Effects of precollicular transections and SCN lesions on day-night differences in sleep and wake bout durations in P2 Norway rats. (A) Mean sleep and wake bout durations for sham and transected pups during the day (red bars) and at night (blue bars). * Significant difference from corresponding daytime value. n = 6 subjects per group. Far right: The range of transections in the sagittal plane. Abbreviations: AC: anterior commissure; SCN: suprachiasmatic nucleus; Th: thalamus; SC: superior colliculus. (B) Mean sleep and wake bout durations for sham and SCN-lesioned pups during the day (red bars) and at night (blue bars).
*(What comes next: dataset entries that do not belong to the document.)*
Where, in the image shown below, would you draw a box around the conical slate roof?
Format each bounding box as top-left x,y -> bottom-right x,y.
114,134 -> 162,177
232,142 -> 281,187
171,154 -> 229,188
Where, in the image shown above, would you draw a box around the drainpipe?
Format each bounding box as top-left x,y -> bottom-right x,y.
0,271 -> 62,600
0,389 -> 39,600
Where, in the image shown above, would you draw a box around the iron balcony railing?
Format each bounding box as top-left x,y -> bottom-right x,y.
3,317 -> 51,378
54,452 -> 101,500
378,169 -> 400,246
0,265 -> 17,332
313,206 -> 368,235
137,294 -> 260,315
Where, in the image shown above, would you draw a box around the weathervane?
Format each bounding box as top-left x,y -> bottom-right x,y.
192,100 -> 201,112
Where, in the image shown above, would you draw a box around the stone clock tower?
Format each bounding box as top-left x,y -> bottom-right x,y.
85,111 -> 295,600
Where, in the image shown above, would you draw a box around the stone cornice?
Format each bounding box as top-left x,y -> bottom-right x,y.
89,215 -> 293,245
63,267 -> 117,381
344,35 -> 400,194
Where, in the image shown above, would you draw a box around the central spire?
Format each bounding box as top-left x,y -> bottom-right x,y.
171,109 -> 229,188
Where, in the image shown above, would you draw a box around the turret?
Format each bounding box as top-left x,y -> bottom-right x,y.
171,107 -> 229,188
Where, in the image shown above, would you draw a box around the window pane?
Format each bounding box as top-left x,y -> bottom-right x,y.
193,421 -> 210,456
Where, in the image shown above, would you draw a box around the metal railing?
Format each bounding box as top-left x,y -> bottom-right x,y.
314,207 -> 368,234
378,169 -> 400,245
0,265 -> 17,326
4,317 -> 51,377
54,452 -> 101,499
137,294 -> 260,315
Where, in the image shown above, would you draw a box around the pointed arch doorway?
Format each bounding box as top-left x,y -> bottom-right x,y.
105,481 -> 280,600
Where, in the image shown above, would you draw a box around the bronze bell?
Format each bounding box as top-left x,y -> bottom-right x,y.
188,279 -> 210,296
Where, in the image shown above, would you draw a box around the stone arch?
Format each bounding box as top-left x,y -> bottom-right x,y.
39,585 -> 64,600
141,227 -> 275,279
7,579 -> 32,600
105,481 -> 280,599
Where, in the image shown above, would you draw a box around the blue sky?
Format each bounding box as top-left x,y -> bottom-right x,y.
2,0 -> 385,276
Surgeries were performed at P1. * Significant difference from corresponding daytime value. n = 5 subjects per group. Far right: Photograph of a coronal section showing the extent of the bilateral electrolytic SCN lesions in this experiment; the smallest (green-filled area) and largest (yellow-filled area) lesions are shown. Abbreviations: SCN: suprachiasmatic nucleus; 3V: third ventricle; MPOA: medial preoptic area; ox: optic chiasm; PaAP: Anterior part of parvicellular nucleus. Means are presented with standard errors. Adapted from Gall, A. J., Todd, W. D., & Blumberg, M. S. (2012). Development of SCN connectivity and the circadian control of arousal: A diminishing role for humoral factors? PLoS ONE, 7, e45338.

Figure 9

Summary of the relative developmental changes in ultradian and circadian sleep-wake rhythmicity and associated neural substrates in Norway rats.